# Metric 1 : Quarterly comparison of metadata on files with a common template, such as the information template and artwork template

In continuation to the numbers we provided in T231952-part-1a for files that have common templates, we will look into getting number of files that have structured data.
<font color= red>_**Note that all metrics calculated in this version of the notebook are different than the previous versions due to the inclusion of December 2019 data that is now available in the Data lake. **_</font>

## Investigating claim actions

Exploring the data for claims/labels in order to understand whether we can identify the number of statements a given file might have based on edit comments.

In [1]:
import pandas as pd
import numpy as np

import datetime as dt

from wmfdata import hive, mariadb

You are using wmfdata 0.1.0 (latest).

You can find the source for `wmfdata` at https://github.com/neilpquinn/wmfdata


## Configuration variables
**UPDATE 2020-01-17:** Modified Config variables snapshot and end_date to include December 2019 data in all the queries. Refer to [T242816](https://phabricator.wikimedia.org/T242816) 

In [2]:
wmf_snapshot = '2019-12'
start_date = '2019-01-01' # first date of caption edits
start_date_new = '2019-07-31' # first date of caption edits
end_date = '2020-01-01' # last date of caption edits (exclusive)

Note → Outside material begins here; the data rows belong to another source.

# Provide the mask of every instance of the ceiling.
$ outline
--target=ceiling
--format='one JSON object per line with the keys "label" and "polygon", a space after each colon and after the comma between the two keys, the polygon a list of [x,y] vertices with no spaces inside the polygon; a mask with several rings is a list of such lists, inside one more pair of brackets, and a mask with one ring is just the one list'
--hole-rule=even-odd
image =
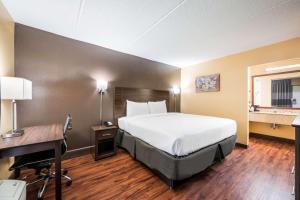
{"label": "ceiling", "polygon": [[15,22],[184,67],[300,36],[300,0],[2,0]]}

## Investigating claim actions

I dug into the edit comments a bit to find examples, and found that [this file](https://commons.wikimedia.org/wiki/File:Rosendahl,_Darfeld,_Ortsansicht_--_2014_--_9391.jpg) has a bunch of property edits that provided good insight into what to look for. Basically, it meant that I had to expand my search to anything that starts with "wb". Using that insight, the below query looks for an edit comment matching "wb{something}-{something}:" (anchored at the start of the comment with space for "/* ") and aggregates over the first and second "something".

In [18]:
claim_query = '''
SELECT claim_action, claim_subaction, count(*) AS num_actions
FROM (
    SELECT
        regexp_extract(event_comment, "^...(wb[^-]+)", 1) AS claim_action,
        regexp_extract(event_comment, "^...wb[^-]+-([^:]+):", 1) AS claim_subaction
    FROM wmf.mediawiki_history
    WHERE snapshot = "{snapshot}"
    AND wiki_db = "commonswiki"
    AND event_entity = "revision"
    AND event_type = "create"
    AND event_timestamp >= "{start_date}"
    AND event_timestamp < "{end_date}"
    AND page_is_deleted = false -- only count live pages
    AND page_namespace = 6 -- only count files
    AND event_comment REGEXP "^...(wb[^-]+)-([^:]+):"
) AS ce
GROUP BY claim_action, claim_subaction
'''

In [19]:
claim_counts = hive.run(
    [
        "SET mapreduce.map.memory.mb=4096", 
        claim_query.format(
            snapshot = wmf_snapshot,
            start_date = start_date,
            end_date = end_date
        )
    ]
)

In [28]:
claim_counts.sort_values(['claim_action', 'claim_subaction'])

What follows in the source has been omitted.